Government argued the fee increase recommendation was based on an inconclusive report because not enough doctors and medical service providers had responded with sufficient data to the underlying survey.

Health insurance

The biggest health-related financial burden for the average consumer, however, is not the cost of medical procedures but the cost of health insurance.

Consumer price data confirms what most people see in their paychecks. Insurance costs jumped 14.9 percent during the past nine years, quickly outpacing general price increases. Although a detailed breakdown is not available, health insurance is by far the largest item in the group of insurance products that are used to calculate the consumer price index.

At one point, in June 2013, when changes to the Health Insurance Law took effect, the cost of insurance spiked to 23.7 percent above the June 2008 level.

The revision of the law mandated improved coverage and additional benefits under the Standard Health Insurance Contract, as well as a higher contribution to indigent care. But expanded services came at a price. In many cases, premiums increased 50 percent or more depending on risk factors and the type of coverage plan.

Meanwhile, the revised health insurance law and efforts by the Health Insurance Commission were successful in broadening the health insurance coverage of the population. Health insurance for employees has been mandatory in Cayman since 1997.
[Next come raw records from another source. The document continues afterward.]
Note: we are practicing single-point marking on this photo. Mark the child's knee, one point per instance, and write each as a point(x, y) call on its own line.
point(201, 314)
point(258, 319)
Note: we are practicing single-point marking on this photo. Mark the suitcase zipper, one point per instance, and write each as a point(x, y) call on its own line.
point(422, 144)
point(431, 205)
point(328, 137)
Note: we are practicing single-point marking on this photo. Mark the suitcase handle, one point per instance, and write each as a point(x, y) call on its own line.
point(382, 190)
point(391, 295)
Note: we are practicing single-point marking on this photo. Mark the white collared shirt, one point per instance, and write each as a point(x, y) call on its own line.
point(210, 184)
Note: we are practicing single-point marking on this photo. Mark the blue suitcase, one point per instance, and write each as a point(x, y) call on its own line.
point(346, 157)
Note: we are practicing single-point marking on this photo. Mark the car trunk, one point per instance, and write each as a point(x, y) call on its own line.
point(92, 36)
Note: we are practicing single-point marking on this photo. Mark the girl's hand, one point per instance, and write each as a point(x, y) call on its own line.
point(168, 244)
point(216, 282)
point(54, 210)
Since the law was revised in 2013, less than 6 percent of Cayman residents are without health insurance, down from 12 percent in 2010, according to data from the Health Insurance Commission.

A global phenomenon

The explosion of healthcare-related costs is a global phenomenon. In the United States, the cost of healthcare is now a much bigger burden for companies than the cost of taxes, investor Warren Buffett said at his investment firm Berkshire Hathaway’s annual meeting in May. Rather than focusing on tax cuts, businesses should be concerned with the cost of healthcare, he said.

In Cayman, the healthcare burden is not only evident in private businesses, but also in the public sector. Healthcare costs are immense for government, both as the country’s largest employer who, unlike most companies in the private sector, pays for civil servants’ full healthcare, and as a social welfare provider.
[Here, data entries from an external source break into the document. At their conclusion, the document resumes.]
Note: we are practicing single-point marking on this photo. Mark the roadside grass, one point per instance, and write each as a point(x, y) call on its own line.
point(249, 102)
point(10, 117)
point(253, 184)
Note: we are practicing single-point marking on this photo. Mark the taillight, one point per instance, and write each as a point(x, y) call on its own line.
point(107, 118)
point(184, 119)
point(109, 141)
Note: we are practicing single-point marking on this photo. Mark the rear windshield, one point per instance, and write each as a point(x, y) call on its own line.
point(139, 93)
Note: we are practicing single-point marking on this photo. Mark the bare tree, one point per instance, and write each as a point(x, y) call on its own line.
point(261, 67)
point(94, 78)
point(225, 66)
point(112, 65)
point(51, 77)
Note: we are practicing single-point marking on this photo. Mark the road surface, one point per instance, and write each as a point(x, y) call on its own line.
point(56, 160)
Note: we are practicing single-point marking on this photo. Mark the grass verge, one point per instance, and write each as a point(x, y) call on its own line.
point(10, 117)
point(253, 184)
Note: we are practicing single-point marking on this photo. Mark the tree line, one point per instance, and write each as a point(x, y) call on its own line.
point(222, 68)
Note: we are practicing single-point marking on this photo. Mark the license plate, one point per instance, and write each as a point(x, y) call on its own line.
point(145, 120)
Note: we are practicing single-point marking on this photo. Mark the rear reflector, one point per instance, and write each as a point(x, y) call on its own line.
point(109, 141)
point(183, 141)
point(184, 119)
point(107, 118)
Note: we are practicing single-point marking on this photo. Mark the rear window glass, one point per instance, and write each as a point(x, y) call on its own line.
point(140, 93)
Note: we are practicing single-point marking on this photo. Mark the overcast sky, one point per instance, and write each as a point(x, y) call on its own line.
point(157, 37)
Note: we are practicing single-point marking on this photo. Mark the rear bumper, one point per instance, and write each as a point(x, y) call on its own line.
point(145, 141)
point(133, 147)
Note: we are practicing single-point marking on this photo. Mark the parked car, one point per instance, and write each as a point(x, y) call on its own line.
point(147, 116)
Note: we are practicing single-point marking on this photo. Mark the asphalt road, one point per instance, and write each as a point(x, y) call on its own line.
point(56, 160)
A report by the Cayman Islands auditor general looking at figures from 2014/15 and released earlier this year found that government pays more than half – 51 percent – of all health-related expenditures in the territory. The remainder is funded by private sector health insurance and out-of-pocket expenses.

Nearly a fifth of the government budget goes to healthcare.

For instance, in the 2014/15 budget year, about $70 million of government’s healthcare budget of $137.8 million paid for the premiums of public servants, employees of statutory authorities and government companies, pensioners, seafarers and veterans. Expenses for treatment overseas came in at $20.4 million, and indigent and uninsured healthcare costs were about $32.2 million. The remainder went into district clinics, mental health services, residential care, drug rehabilitation and other programs.

The auditor general’s report also found that total health-related expenditures in the islands grew by nearly 26 percent between 2010 and 2015, with private sector spending rising faster, at 37 percent, than public sector health payments, which jumped 16 percent. This means that the average person who spent $3,857 on healthcare in 2010/11 had to pay $4,454 five years later.

The healthcare liability threat

Voters may be concerned that just as in other countries, healthcare costs will not only outpace inflation, but will also represent an ever-growing share of their expenses and the government’s budget.

The biggest financial threat to government comes from the liability that arises from the obligation to provide civil services retirees, veterans and seamen with healthcare benefits during their retirement.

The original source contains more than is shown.